OTLI accepted that argument, "after obtaining an independent reinsurer's opinion on the underwriting criteria Momentum had applied in this case".
But the ombud now says the legislature "should" reconsider the current non-disclosure legislation.
"Until that happens, this office applies the law as it stands," the ombud said, while bearing in mind an insurer's obligation to "act with fairness and with due regard to both the letter and the spirit of the contract between the parties".
The legislature should, "at the very least", consider making the Didcott principle law, the office said.
OLTI's 2018 report, at a glance:
- The office received a record 11,768 requests for help in 2018 - 1,000 more than the previous year - and of the almost 6,000 cases which fell within its jurisdiction, the main complaint was about funeral benefits.

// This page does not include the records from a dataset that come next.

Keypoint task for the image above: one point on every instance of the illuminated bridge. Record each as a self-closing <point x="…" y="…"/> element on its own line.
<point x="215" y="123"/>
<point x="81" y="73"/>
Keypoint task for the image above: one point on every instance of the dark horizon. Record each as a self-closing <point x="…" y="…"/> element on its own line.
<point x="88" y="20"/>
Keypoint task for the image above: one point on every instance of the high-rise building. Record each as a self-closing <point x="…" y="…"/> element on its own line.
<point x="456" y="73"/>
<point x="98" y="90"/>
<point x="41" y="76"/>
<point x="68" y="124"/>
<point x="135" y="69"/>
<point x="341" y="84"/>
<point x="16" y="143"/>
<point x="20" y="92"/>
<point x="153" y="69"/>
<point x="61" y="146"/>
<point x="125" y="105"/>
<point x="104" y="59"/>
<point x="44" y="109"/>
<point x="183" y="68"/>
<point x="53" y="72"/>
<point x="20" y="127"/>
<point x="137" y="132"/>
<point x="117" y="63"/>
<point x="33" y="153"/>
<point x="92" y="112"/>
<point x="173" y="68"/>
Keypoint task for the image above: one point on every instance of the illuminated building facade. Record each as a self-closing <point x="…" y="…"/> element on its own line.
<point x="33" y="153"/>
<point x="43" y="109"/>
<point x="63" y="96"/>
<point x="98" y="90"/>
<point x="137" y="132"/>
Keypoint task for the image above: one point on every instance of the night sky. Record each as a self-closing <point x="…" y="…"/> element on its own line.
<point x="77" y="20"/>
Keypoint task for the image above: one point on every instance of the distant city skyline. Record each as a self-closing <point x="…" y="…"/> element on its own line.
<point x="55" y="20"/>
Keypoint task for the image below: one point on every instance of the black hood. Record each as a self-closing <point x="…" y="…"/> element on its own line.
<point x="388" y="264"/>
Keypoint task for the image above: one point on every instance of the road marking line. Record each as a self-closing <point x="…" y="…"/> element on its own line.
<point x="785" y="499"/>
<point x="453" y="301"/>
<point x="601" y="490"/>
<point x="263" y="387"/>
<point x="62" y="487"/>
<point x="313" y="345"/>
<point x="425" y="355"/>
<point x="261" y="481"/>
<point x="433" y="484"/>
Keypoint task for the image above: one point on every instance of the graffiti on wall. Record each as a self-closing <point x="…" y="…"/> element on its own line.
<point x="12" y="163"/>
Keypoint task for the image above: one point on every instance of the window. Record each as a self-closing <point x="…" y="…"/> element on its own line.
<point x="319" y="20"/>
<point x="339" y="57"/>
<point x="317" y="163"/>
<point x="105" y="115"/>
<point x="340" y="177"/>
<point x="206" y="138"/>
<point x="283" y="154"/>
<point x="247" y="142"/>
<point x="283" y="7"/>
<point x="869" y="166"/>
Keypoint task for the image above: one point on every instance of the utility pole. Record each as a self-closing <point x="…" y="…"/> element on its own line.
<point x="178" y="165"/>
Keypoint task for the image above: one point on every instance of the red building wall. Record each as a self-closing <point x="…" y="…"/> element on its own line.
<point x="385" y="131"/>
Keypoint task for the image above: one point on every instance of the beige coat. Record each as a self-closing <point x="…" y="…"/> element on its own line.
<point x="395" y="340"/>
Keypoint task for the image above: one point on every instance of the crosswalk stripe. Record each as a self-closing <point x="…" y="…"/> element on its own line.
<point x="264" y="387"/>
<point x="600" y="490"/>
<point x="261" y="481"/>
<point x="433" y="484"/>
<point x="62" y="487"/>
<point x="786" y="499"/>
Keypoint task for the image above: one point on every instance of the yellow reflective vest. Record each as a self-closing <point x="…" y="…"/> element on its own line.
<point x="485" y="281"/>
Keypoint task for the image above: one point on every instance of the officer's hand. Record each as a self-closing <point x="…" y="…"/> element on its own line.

- 31,5% of "full cases" were resolved partially or completely in favour of complainants, and with the 1,132 "transfer" matters settled directly with complainants by insurers, 40% of complainants had some relief after lodging a complaint with OLTI.
- R185.8m was recovered for complainants, with compensation of R632,737 being awarded to 160 complainants for poor service by insurers.
- There were three final determinations against Alexander Forbes Life. In one case the insurer was ordered to pay R7,500 compensation for causing one of its clients to suffer "distress, inconvenience and financial loss". "The delays this office experienced in the complaint handling by Alexander Forbes; the incomplete responses and lack of supporting documentation from them added to the frustration the complainant experienced throughout this stressful period in her life," OLTI said.
- Ombud Ron McLaren said despite Treating Customers Fairly (TCF) being part of insurance regulation, some insurers demonstrate the opposite. In one such case involving a funeral claim for a stillborn baby, the insurer unfairly refused a R1,000 payment until OLTI intervened.
- Sanlam Developing Markets had refused to pay a funeral claim on the death of a second cousin who had been described as a "cousin" by the complainant when taking out the policy. Given that the term "cousin" includes second cousins in "certain black languages/cultures" - the very market in which the product is sold - the insurer was told by OLTI to pay a policy of R31,000.
- OLTI is mainly funded by the fees which insurers are charged when a consumer lodges a complaint against them, regardless of the outcome. The standard fee is R3,629 per complaint.